"Sekolahpun keliru bila ia tidak tahu diri bahwa peranannya tidak seperti yang diduga selama ini. Ia bukan penentu gagal tidaknya seorang anak. Ia tak berhak menjadi perumus masa depan."
Ujian peserta didik SLTA maupun SLTP kali ini seperti ujian sebelumnya selalu disambut dengan perasaan cemas serta khawatir para peserta didik, pendidik maupun orang tua peserta didik.
Peserta didik kemudian melakukan berbagai cara,belajar semalam suntuk, guru guru berpacu dengan materi dan tak sedikit orang tua peserta didik menjadi terserang depressi serta perut kembung karena memikirkan anak anaknya yang mengadu nasib menghadapi UAN.
Format kelulusan tahun ini agak berbeda karana prestasi peserta didik selama belajar di bangku SLTP maupun SLTA ikut menentukan kelulusan meski dengan nilai koofisien relatip kecil yakni 40 % sementara nilai UAN murni memiliki persentasi 60%. Ini merupakan jawaban dari Kemendiknas terhadap kritik format kelulusan sebelumnya yang hanya ditentukan dari nilai UAN saja.
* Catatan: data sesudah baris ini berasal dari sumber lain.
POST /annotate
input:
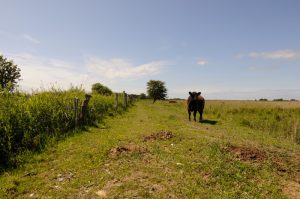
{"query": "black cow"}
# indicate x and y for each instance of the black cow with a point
(195, 102)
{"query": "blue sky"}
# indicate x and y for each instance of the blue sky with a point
(233, 49)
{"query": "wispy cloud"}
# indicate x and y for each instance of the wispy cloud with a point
(280, 54)
(263, 67)
(30, 38)
(201, 61)
(19, 37)
(43, 72)
(122, 68)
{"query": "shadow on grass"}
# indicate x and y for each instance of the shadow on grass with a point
(212, 122)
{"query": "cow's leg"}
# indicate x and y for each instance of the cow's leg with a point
(200, 112)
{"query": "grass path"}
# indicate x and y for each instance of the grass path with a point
(204, 160)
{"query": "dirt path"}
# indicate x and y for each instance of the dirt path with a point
(153, 151)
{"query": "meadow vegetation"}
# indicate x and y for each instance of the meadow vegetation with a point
(240, 150)
(30, 121)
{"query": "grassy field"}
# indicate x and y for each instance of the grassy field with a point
(242, 149)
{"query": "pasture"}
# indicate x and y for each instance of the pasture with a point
(242, 149)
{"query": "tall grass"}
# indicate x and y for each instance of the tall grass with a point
(278, 119)
(28, 122)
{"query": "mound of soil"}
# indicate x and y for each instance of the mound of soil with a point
(246, 153)
(162, 135)
(131, 148)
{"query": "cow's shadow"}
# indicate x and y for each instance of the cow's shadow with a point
(212, 122)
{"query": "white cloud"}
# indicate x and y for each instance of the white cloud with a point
(30, 38)
(201, 61)
(280, 54)
(121, 68)
(41, 72)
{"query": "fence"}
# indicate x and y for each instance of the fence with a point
(27, 122)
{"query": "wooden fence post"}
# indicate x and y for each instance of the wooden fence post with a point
(76, 100)
(84, 107)
(125, 99)
(116, 101)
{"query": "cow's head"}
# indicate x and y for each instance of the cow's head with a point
(194, 95)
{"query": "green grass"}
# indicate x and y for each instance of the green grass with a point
(202, 160)
(30, 122)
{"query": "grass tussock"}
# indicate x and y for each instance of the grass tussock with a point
(278, 119)
(29, 121)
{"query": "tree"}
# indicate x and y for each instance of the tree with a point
(9, 74)
(101, 89)
(143, 96)
(156, 89)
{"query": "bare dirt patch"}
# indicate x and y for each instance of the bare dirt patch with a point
(291, 188)
(130, 148)
(247, 153)
(162, 135)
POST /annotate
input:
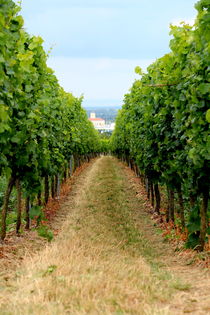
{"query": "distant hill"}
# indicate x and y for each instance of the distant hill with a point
(107, 113)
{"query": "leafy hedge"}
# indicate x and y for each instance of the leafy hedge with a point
(41, 126)
(163, 126)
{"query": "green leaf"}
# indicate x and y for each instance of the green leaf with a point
(208, 115)
(204, 88)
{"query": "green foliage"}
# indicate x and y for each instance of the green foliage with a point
(41, 125)
(164, 123)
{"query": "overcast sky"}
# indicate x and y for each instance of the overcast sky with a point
(96, 44)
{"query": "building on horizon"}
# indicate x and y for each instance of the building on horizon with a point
(100, 124)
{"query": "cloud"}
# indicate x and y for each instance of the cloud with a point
(100, 78)
(178, 21)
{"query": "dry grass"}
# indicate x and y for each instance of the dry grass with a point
(101, 262)
(95, 265)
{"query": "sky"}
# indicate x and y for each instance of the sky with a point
(96, 44)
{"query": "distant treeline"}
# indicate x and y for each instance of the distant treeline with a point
(107, 113)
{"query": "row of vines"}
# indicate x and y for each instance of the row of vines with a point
(162, 130)
(44, 132)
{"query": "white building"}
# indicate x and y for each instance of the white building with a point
(100, 124)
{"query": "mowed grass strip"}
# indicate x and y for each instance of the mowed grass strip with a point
(98, 264)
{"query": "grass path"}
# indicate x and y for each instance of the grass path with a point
(106, 260)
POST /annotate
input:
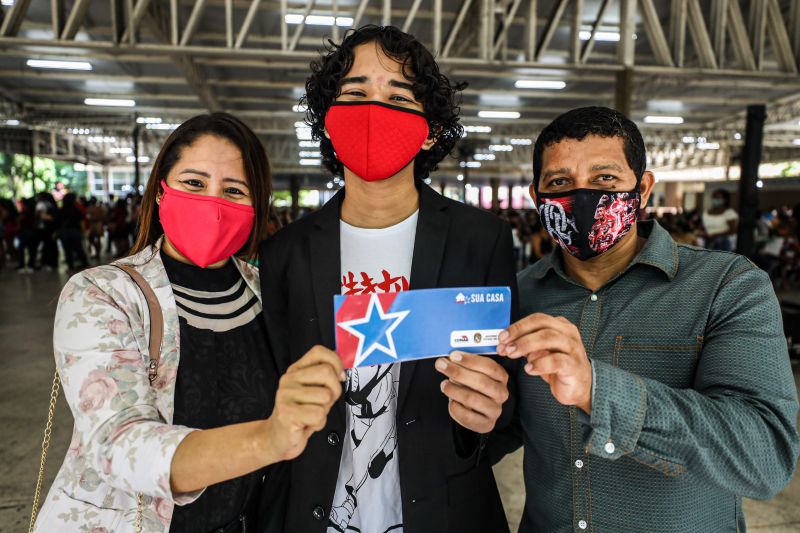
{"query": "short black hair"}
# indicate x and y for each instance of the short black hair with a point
(594, 120)
(440, 97)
Dalam pelaksanaan UAN selalu ditemui kecurangan kecurangan untuk memuluskan jalan peserta didik mendapatkan nilai yang "memadai." Kecurangan itu bisa berupa didongkraknya nilai raport, kebocoran soal maupun beredarnya jawaban melalui SMS. Sulit memang untuk membuktikan hal tsb namun rasa keadilan kita tentu bisa merasakan adanya bentuk kecurangan kecurangan itu.
Dilapangan kemudian kita tahu, katakan Si Fulan yang hubungan "konesksi "dengan teman temanya baik akan mendapat nilai yang lebih tinggi dibandingkan dengan seorang anak yang secara akademis baik namun tidak punya koneksi
Tentu kemudian muncul apakah nilai penentuan kelulusan juga menyangkut aspek Afektif maupun Psikomotorik peserta didik ?
Tidak fair kemudian kalau UAN yang lebih fokus menilai aspek pengetahuan siswa dan tanpa melibatkan sikap , motivasi serta perilaku dipergunakan untuk menghakimi nasib peserta didik.